Sessions in marzo ha annunciato la sua astensione dalle indagini sul Russiagate, anche se ora sembra aver avuto un ruolo centrale nella decisione di licenziare Comey. Il licenziamento di Comey arriva al termine di un’altra, l’ennesima, giornata di critiche per il direttore dell’Fbi, con l’agenzia governativa costretta a inviare in Congresso una precisazione sulla sua recente audizione. Davanti ai senatori americani Comey nei giorni scorsi aveva parlato di centinaia di migliaia di email ‘classificate’ girate da Huma Abedin, il braccio destro di Hillary Clinton, al marito Anthony Weiner.

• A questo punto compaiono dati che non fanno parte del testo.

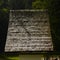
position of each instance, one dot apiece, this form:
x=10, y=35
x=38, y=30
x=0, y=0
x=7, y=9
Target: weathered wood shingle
x=29, y=30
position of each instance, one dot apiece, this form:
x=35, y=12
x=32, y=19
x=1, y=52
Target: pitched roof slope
x=28, y=30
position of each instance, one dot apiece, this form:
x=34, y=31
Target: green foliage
x=39, y=4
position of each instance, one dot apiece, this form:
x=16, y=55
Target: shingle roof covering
x=28, y=30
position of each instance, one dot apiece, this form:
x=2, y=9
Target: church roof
x=28, y=30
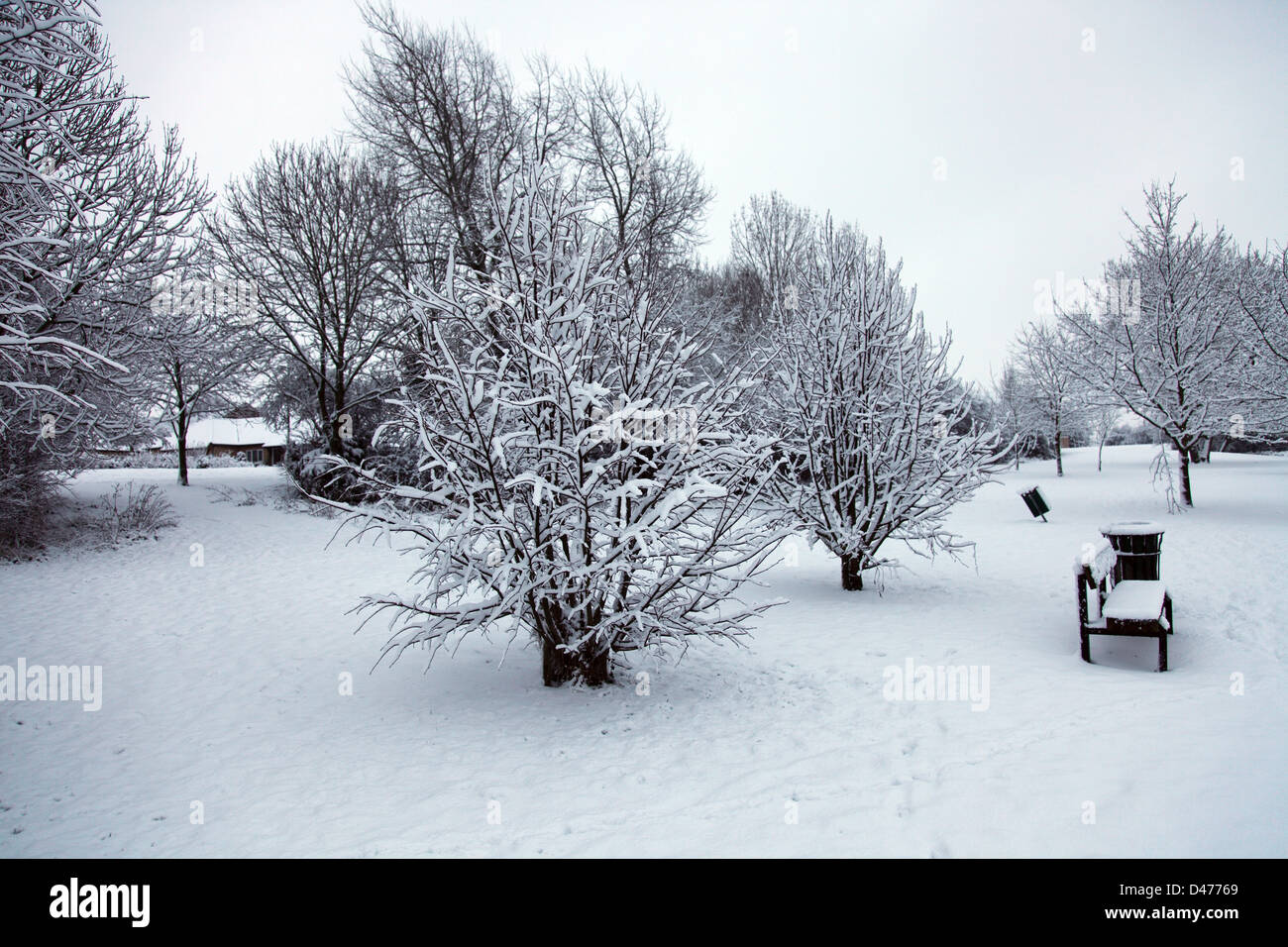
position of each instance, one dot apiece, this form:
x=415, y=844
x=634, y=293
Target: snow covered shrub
x=134, y=460
x=584, y=486
x=27, y=489
x=129, y=513
x=872, y=411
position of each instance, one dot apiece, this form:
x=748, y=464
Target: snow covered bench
x=1132, y=607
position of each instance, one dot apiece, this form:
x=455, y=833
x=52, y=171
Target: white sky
x=837, y=106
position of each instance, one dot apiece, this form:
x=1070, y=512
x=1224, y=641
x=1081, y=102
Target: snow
x=1134, y=600
x=1134, y=527
x=222, y=684
x=232, y=432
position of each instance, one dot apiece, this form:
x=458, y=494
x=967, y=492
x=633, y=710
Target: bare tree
x=874, y=414
x=1262, y=294
x=1167, y=347
x=316, y=231
x=583, y=479
x=1048, y=381
x=773, y=239
x=652, y=195
x=445, y=110
x=1012, y=410
x=90, y=215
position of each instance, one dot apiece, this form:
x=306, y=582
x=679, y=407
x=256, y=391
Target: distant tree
x=1012, y=411
x=1050, y=382
x=90, y=215
x=316, y=231
x=1262, y=294
x=652, y=195
x=443, y=110
x=774, y=239
x=872, y=411
x=1164, y=350
x=204, y=350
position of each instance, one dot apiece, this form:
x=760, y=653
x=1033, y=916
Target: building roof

L’Fbi e’ stata costretta a correggere, precisando che le email inviate da Abedin a Weiner erano un numero piu’ ristretto. La decisione di Trump di licenziare Comey ha solo un precedente nella storia americana. Nel 1993 quando alla Casa Bianca c’era Bill Clinton che licenzio’ l’allora direttore Williams S. Sessions, nominato da Ronald Reagan. Nella lettera inviata da Trump a Comey per annunciargli il suo licenziamento Trump si dice ”grato” per essere stato avvertito in tre diverse occasione che ”non ero sotto indagine”. Nonostante questo Trump e’ arrivato alla conclusione che Comey non era in grado di svolgere in modo efficace il suo incarico. L’Fbi e’ una delle ”istituzioni piu’ rispettate” e serve ora una ”nuova era” e una ”nuova leadership per riportare fiducia”.

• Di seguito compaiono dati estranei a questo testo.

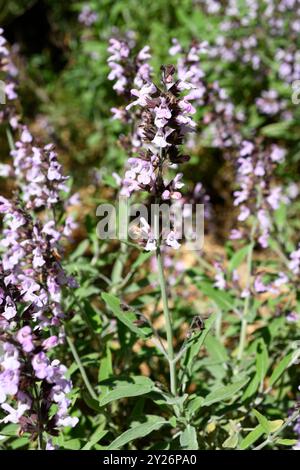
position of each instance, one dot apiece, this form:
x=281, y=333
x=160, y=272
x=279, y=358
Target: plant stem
x=168, y=322
x=244, y=323
x=81, y=369
x=39, y=424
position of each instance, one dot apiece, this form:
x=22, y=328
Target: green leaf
x=251, y=388
x=188, y=438
x=127, y=318
x=252, y=437
x=152, y=423
x=283, y=365
x=215, y=349
x=275, y=425
x=132, y=388
x=262, y=360
x=238, y=258
x=224, y=393
x=106, y=369
x=72, y=444
x=279, y=129
x=262, y=421
x=93, y=317
x=141, y=260
x=286, y=442
x=195, y=342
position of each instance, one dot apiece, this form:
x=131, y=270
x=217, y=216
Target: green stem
x=243, y=333
x=81, y=369
x=39, y=422
x=168, y=322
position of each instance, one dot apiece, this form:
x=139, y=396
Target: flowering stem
x=271, y=438
x=168, y=321
x=81, y=368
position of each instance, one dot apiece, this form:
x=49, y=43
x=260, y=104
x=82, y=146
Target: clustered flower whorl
x=33, y=384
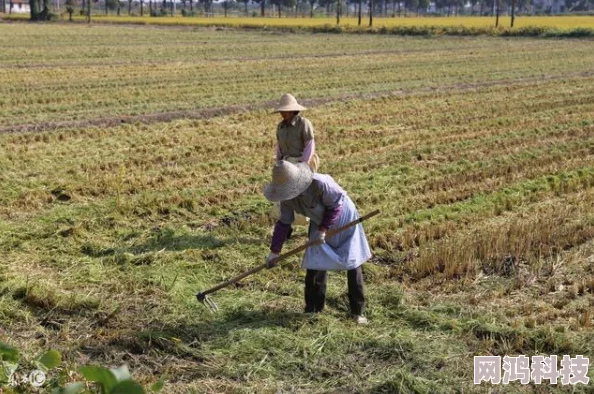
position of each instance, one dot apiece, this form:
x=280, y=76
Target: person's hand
x=270, y=263
x=319, y=237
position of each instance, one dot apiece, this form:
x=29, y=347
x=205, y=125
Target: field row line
x=207, y=113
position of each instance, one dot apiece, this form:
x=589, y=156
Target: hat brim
x=292, y=107
x=286, y=192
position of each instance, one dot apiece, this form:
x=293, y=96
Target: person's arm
x=331, y=195
x=308, y=152
x=281, y=228
x=307, y=137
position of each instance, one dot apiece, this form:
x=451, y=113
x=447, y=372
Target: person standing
x=295, y=134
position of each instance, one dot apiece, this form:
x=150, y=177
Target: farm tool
x=212, y=306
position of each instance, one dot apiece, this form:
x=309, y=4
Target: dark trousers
x=315, y=290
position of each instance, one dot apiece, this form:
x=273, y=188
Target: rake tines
x=208, y=302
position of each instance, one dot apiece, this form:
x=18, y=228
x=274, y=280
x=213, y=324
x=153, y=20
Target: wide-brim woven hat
x=288, y=181
x=289, y=103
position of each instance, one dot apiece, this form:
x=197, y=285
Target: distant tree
x=70, y=8
x=39, y=10
x=422, y=5
x=496, y=13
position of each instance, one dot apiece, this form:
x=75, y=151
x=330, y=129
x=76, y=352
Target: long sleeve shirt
x=295, y=139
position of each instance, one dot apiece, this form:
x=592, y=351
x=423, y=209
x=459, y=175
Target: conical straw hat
x=288, y=181
x=289, y=103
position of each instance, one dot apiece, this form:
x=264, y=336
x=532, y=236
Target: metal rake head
x=208, y=302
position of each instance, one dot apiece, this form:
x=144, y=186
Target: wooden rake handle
x=329, y=233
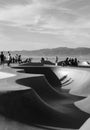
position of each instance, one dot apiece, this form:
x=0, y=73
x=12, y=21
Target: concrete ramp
x=59, y=89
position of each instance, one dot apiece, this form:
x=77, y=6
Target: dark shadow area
x=27, y=107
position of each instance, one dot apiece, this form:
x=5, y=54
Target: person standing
x=2, y=57
x=9, y=58
x=56, y=61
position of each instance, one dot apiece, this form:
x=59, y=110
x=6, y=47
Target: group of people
x=9, y=58
x=70, y=62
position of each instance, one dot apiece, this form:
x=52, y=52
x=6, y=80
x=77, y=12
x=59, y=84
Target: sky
x=37, y=24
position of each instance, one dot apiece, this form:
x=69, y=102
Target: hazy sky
x=36, y=24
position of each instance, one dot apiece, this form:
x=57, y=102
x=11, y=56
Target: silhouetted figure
x=9, y=59
x=56, y=61
x=2, y=57
x=42, y=61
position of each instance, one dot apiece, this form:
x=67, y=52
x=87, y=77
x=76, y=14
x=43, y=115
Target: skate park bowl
x=57, y=97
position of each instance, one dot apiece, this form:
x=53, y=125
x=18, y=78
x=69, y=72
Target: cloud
x=47, y=17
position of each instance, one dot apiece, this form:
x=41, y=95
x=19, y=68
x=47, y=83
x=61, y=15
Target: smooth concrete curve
x=51, y=90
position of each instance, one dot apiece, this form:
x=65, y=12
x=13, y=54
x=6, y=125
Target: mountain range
x=60, y=51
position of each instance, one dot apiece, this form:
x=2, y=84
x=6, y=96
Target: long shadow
x=68, y=114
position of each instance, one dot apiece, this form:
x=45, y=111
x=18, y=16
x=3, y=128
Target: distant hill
x=60, y=51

”You are fired!”, sei licenziato. Le parole che stanno piu’ a cuore al presidente Donald Trump e che lo hanno reso popolare nello show televisivo ‘The Apprentice’ sono gia’ risuonate piu’ volte nei corridoi della Casa Bianca, in poco piu’ di 100 giorni. La prima testa a cadere e’ stata quella di SALLY YATES, il ministro della giustizia ad interim e una delle ultime eredita’ dell’era Obama. A poche ore dalla scadenza del suo mandato (sarebbe stata automaticamente sostituita da Jeff Sessions la cui conferma in Senato era attesa il giorno seguente) Yates e’ stata fatta fuori a sorpresa per essersi ”rifiutata di attuare” il bando degli arrivi da sette paesi a maggioranza musulmana. Yates e’ apparsa nei giorni scorsi in Congresso per un’audizione sul Russiagate: fu lei ad aver messo in guardia la Casa Bianca su Michael Flynn, ritenuto ‘ricattabile’ dai russi. Michael Flynn e’ proprio il nome piu’ pesante a cui Trump – in questo caso – e’ stato costretto a rinunciare. Il presidente lo aveva fortemente voluto e anche ora, a distanza di mesi dalla sua uscita, continua a usare parole di elogio per il suo ex consigliere alla sicurezza nazionale.

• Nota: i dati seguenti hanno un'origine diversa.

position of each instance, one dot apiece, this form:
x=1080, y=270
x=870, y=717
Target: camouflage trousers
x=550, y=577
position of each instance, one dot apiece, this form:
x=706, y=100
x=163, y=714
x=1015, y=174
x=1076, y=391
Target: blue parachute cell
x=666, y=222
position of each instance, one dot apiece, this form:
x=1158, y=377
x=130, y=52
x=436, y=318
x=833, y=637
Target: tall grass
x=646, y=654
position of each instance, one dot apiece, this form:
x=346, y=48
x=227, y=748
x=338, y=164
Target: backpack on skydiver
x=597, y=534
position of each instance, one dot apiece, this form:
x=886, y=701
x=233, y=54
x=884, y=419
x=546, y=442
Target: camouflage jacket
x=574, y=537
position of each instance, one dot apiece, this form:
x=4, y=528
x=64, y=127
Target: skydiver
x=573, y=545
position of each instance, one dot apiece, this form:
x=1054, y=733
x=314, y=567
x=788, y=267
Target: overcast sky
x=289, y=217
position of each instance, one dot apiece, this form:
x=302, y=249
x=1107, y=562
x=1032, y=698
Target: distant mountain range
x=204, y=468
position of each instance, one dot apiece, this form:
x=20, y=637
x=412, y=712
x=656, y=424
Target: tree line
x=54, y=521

Ma Flynn dovette lasciare dopo aver ‘ingannato’ il vice presidente Mike Pence sui contatti avuti con esponenti russi durante la transizione, dopo le elezioni. Contatti che si sono poi rivelati solo la punta dell’icerberg, con Flynn che quando fu nominato faceva ancora parte di una societa’ olandese che lavorava per la Turchia. Fra le vicissitudini di Flynn traballo’ anche il ministro della Giustizia JAMES SESSIONS, che per mettersi al riparo dalla critiche scelse di astenersi dalla indagini sul Russiagate. La scure di Trump nel frattempo si scaglio’ contro i procuratori generali dell’era Obama e si scontro’ in particolare con il potente procuratore di New York PREET BHARARA. Alla richiesta di dimissioni di Trump, Bharara replico’: ”Mi cacci”. E Trump lo licenzio’ in tronco. Infine il fedelissimo STEVE BANNON, il controverso stratega della Casa Bianca dalle posizioni di estrema destra che Trump aveva messo nel Consiglio nazionale per la sicurezza. Salvo poi ‘sollevarlo’ da quell’incarico in seguito alle feroci polemiche.